The molecular mechanism behind resistance of the kinase FLT3 to the inhibitor quizartinib

Fms‐like tyrosine kinase 3 (FLT3) is a receptor tyrosine kinase that is a drug target for leukemias. Several potent inhibitors of FLT3 exist, and bind to the inactive form of the enzyme. Unfortunately, resistance due to mutations in the kinase domain of FLT3 limits the therapeutic effects of these inhibitors. As in many other cases, it is not straightforward to explain why certain mutations lead to drug resistance. Extensive fully atomistic molecular dynamics (MD) simulations of FLT3 were carried out with an inhibited form (FLT‐quizartinib complex), a free (apo) form, and an active conformation.

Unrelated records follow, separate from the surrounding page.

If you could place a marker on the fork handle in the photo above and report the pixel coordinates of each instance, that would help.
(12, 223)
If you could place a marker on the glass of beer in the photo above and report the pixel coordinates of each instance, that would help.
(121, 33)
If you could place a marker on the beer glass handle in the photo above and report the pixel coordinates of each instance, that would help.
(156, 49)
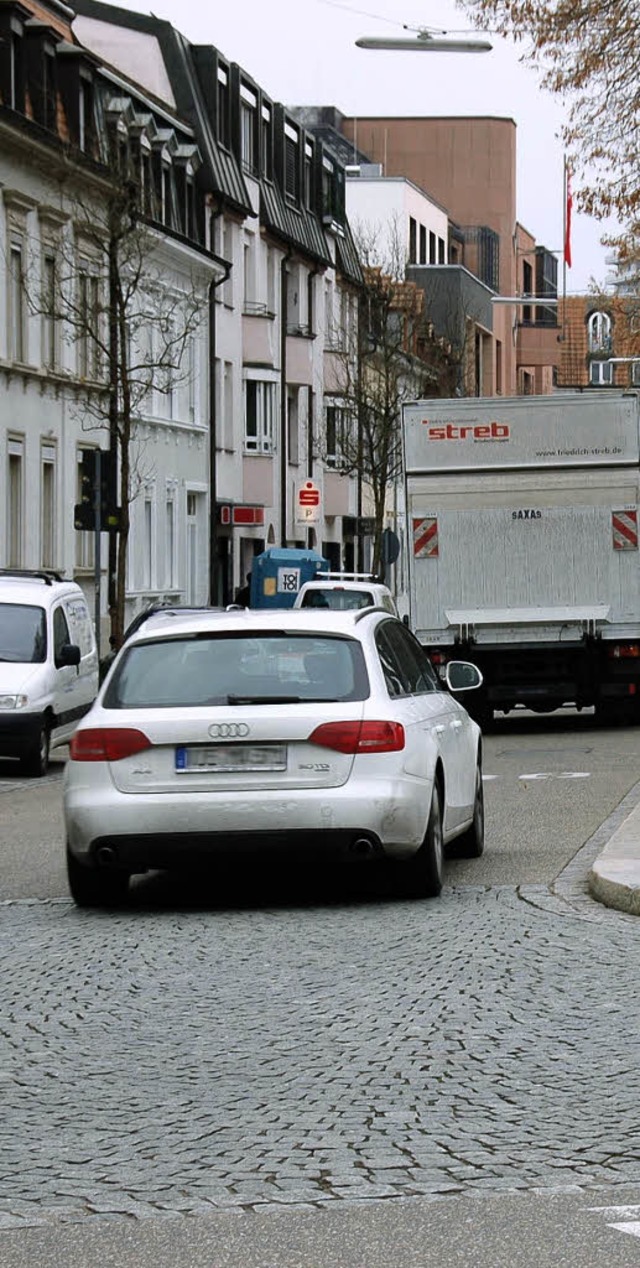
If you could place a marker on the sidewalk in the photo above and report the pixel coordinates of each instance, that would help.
(615, 876)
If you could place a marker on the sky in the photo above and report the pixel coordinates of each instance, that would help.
(303, 52)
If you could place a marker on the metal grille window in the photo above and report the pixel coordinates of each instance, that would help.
(48, 312)
(48, 506)
(17, 315)
(413, 245)
(600, 332)
(292, 164)
(601, 373)
(260, 406)
(14, 504)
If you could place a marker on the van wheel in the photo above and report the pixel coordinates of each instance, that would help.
(93, 886)
(36, 761)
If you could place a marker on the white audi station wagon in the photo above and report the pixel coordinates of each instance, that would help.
(217, 733)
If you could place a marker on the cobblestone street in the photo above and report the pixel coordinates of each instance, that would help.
(161, 1061)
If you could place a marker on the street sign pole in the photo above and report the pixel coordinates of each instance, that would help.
(98, 501)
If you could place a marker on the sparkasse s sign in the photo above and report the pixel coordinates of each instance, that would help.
(559, 430)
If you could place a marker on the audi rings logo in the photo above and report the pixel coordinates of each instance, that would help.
(228, 731)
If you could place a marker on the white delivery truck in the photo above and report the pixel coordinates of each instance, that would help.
(522, 520)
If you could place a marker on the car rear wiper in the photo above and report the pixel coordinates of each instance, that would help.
(265, 700)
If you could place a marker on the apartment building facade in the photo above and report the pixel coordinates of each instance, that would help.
(468, 165)
(276, 216)
(67, 126)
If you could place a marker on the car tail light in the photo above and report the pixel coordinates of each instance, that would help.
(624, 651)
(360, 737)
(107, 743)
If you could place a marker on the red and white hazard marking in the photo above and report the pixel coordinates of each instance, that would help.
(425, 538)
(624, 525)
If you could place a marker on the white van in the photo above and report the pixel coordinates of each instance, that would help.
(48, 665)
(342, 591)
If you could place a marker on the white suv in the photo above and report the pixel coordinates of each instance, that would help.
(345, 591)
(48, 665)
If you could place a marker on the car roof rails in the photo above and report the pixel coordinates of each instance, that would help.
(47, 575)
(346, 576)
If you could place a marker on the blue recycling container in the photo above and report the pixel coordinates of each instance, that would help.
(278, 573)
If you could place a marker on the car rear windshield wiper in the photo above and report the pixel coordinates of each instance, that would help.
(265, 700)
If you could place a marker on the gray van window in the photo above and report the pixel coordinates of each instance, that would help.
(23, 634)
(60, 633)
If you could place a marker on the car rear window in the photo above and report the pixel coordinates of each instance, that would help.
(235, 668)
(339, 600)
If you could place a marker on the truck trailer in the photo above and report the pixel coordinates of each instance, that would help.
(522, 519)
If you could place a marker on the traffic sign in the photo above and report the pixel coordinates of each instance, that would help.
(308, 504)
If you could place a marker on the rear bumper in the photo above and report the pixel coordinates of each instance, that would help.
(143, 832)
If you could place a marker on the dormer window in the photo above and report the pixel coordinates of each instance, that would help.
(308, 174)
(292, 168)
(247, 127)
(266, 142)
(598, 330)
(223, 107)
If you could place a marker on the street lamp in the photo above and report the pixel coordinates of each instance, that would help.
(423, 42)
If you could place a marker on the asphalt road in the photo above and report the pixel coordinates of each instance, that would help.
(300, 1072)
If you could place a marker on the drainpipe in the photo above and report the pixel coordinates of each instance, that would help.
(213, 434)
(284, 445)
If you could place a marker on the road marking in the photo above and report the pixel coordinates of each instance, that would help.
(556, 775)
(625, 1217)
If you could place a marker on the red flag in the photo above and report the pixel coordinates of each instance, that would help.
(568, 221)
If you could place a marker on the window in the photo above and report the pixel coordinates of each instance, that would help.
(85, 542)
(48, 506)
(601, 373)
(14, 505)
(308, 174)
(336, 433)
(48, 312)
(15, 306)
(227, 411)
(406, 666)
(293, 430)
(413, 230)
(89, 329)
(247, 128)
(170, 543)
(61, 635)
(223, 107)
(598, 332)
(259, 416)
(266, 142)
(292, 164)
(147, 543)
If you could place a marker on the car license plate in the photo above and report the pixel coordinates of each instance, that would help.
(231, 757)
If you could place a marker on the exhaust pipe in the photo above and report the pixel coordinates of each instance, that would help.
(361, 846)
(107, 856)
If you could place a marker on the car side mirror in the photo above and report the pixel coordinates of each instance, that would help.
(463, 676)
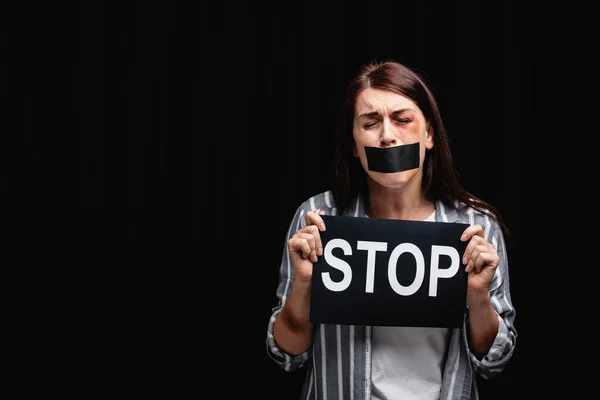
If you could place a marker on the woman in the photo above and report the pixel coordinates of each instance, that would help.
(389, 107)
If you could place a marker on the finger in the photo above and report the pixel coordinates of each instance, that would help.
(314, 218)
(485, 260)
(301, 243)
(312, 243)
(467, 255)
(473, 230)
(475, 259)
(314, 231)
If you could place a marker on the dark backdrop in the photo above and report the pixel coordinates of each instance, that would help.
(155, 154)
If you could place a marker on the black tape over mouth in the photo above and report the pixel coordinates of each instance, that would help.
(393, 159)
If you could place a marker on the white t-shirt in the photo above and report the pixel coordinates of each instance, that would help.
(407, 362)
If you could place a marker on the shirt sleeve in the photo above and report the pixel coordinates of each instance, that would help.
(503, 346)
(286, 361)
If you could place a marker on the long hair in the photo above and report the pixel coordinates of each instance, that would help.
(440, 179)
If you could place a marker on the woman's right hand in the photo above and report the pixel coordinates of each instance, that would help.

In all cases, both the wild type (wt) proteins and two resistant mutants (D835F and Y842H) were studied. Analysis of the simulations revealed that impairment of protein‐drug interactions cannot explain the resistance mutations in question. Rather, it appears that the active state of the mutant forms is perturbed by the mutations. It is therefore likely that perturbation of deactivation of the protein (which is necessary for drug binding) is responsible for the reduced affinity of the drug to the mutants. Importantly, this study suggests that it is possible to explain the source of resistance by mutations in FLT3 by an analysis of unbiased MD simulations.